Earlier this summer, MoveOn.org launched the Resistance Summer, which was created to mobilize people around action and create tangible victories for environmental and social movements. We’re joining in with our Eight Weeks of Action series.
This week, President Trump and the Justice Department took aim at and announced the end of the Deferred Action for Childhood Arrivals Act, which gave children brought to the states by undocumented parents protection from deportation and permission to work and study in the states. DACA recipients are often called DREAMers, and must have a clean criminal record and be enrolled in school, working, or in the military.
Taking away protections for these 800,000 young people isn't good for our country.
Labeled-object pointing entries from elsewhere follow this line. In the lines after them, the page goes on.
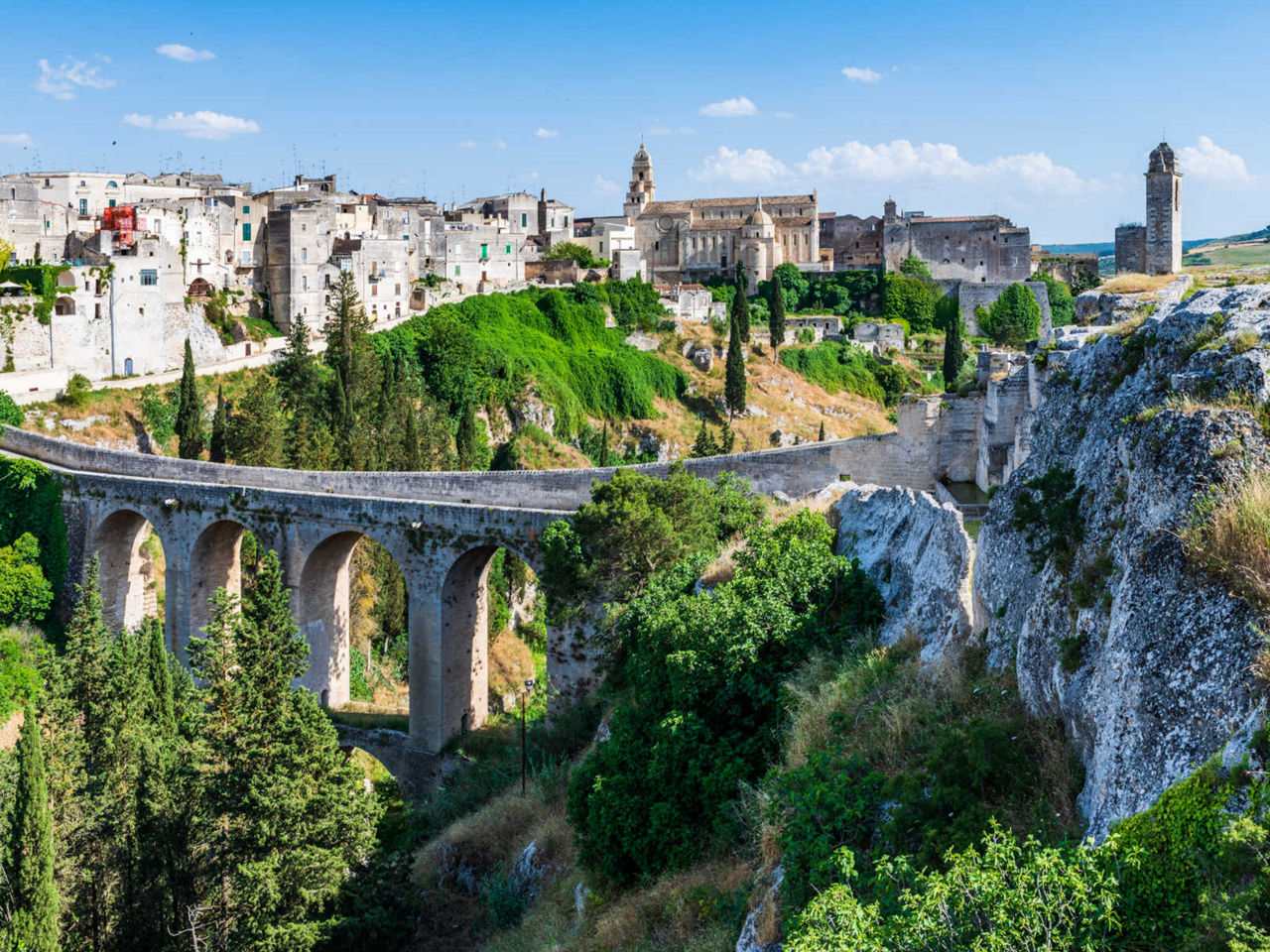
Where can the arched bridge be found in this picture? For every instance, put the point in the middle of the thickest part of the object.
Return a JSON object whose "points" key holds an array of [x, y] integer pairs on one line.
{"points": [[443, 529]]}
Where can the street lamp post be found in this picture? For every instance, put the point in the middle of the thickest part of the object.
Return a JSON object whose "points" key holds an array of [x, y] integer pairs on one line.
{"points": [[525, 758]]}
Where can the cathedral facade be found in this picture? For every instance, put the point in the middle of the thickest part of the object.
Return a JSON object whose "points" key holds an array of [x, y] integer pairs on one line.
{"points": [[701, 238]]}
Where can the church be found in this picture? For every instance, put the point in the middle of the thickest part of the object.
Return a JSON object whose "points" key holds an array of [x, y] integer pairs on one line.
{"points": [[697, 239]]}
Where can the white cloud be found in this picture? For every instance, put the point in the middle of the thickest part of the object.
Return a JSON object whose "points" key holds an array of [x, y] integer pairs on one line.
{"points": [[861, 73], [185, 54], [200, 125], [1207, 162], [740, 105], [606, 186], [62, 81], [731, 166], [901, 160]]}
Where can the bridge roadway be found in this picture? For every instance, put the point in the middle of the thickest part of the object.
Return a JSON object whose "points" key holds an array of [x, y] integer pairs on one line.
{"points": [[443, 529]]}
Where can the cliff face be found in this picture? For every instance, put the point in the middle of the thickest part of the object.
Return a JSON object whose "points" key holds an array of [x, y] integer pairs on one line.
{"points": [[1143, 657]]}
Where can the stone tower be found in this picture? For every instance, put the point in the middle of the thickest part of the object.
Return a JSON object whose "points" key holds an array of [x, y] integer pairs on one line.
{"points": [[642, 189], [1164, 253]]}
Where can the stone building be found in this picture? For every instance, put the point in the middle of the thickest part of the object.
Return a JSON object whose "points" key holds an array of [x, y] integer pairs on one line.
{"points": [[701, 238], [1155, 248], [975, 248]]}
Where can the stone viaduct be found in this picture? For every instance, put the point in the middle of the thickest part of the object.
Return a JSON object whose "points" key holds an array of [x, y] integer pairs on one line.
{"points": [[443, 529]]}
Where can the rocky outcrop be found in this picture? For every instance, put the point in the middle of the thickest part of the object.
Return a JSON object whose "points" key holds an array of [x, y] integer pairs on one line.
{"points": [[1143, 657], [919, 553]]}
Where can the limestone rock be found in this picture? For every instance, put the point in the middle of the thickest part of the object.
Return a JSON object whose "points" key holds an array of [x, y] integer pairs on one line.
{"points": [[919, 553], [1151, 671]]}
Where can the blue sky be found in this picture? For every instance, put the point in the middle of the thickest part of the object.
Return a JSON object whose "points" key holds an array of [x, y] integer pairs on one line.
{"points": [[1040, 113]]}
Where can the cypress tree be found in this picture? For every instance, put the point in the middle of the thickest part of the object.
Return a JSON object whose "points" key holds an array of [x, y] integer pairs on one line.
{"points": [[217, 448], [776, 321], [35, 921], [190, 416], [740, 307], [734, 373], [952, 356]]}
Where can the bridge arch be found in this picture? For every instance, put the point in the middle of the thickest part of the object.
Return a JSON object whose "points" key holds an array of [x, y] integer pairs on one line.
{"points": [[214, 562], [126, 571], [324, 613]]}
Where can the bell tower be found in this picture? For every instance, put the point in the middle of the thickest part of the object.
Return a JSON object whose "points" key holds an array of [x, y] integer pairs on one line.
{"points": [[642, 188]]}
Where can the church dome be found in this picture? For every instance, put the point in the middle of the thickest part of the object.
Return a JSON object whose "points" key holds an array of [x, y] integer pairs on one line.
{"points": [[758, 217], [1162, 159]]}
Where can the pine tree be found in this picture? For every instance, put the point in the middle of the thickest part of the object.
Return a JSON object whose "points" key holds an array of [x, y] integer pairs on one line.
{"points": [[952, 356], [776, 317], [217, 448], [734, 373], [35, 921], [190, 416], [298, 372], [705, 442], [740, 307]]}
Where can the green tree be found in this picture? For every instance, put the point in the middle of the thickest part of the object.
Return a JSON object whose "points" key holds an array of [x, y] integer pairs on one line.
{"points": [[734, 373], [740, 307], [254, 434], [1014, 317], [217, 447], [952, 353], [281, 823], [24, 592], [915, 267], [190, 416], [299, 372], [35, 892], [911, 299], [776, 316], [10, 413]]}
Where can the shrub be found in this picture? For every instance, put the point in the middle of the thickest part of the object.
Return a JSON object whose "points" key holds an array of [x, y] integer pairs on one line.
{"points": [[76, 391], [1048, 513], [1014, 317], [1228, 536], [9, 411]]}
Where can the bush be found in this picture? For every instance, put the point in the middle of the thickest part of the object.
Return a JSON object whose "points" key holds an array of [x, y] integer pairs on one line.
{"points": [[76, 391], [912, 299], [1014, 317], [9, 411], [701, 708], [1228, 536]]}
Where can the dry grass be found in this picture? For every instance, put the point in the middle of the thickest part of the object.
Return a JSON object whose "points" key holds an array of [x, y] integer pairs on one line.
{"points": [[1135, 284], [511, 662], [1228, 536]]}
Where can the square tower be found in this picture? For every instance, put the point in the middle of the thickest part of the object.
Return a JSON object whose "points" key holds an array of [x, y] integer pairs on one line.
{"points": [[1164, 212]]}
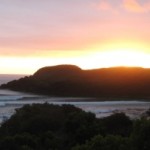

A survey of DREAMers from National Immigration Law Center and the Center for American Progress shows that 91 percent of DREAMers are employed, and five percent are business owners. They not only make positive impacts on our economy, they're simply Americans. Many have no memory of another country, and deporting them is a cruel way to break up families and expose young people to dangerous situations in other countries.
A green economy means one in which all people have equal opportunity to do meaningful work for a living wage, in safety and without exploitation. DACA helps make that happen for nearly a million people who just want to live their lives safely in the U.S.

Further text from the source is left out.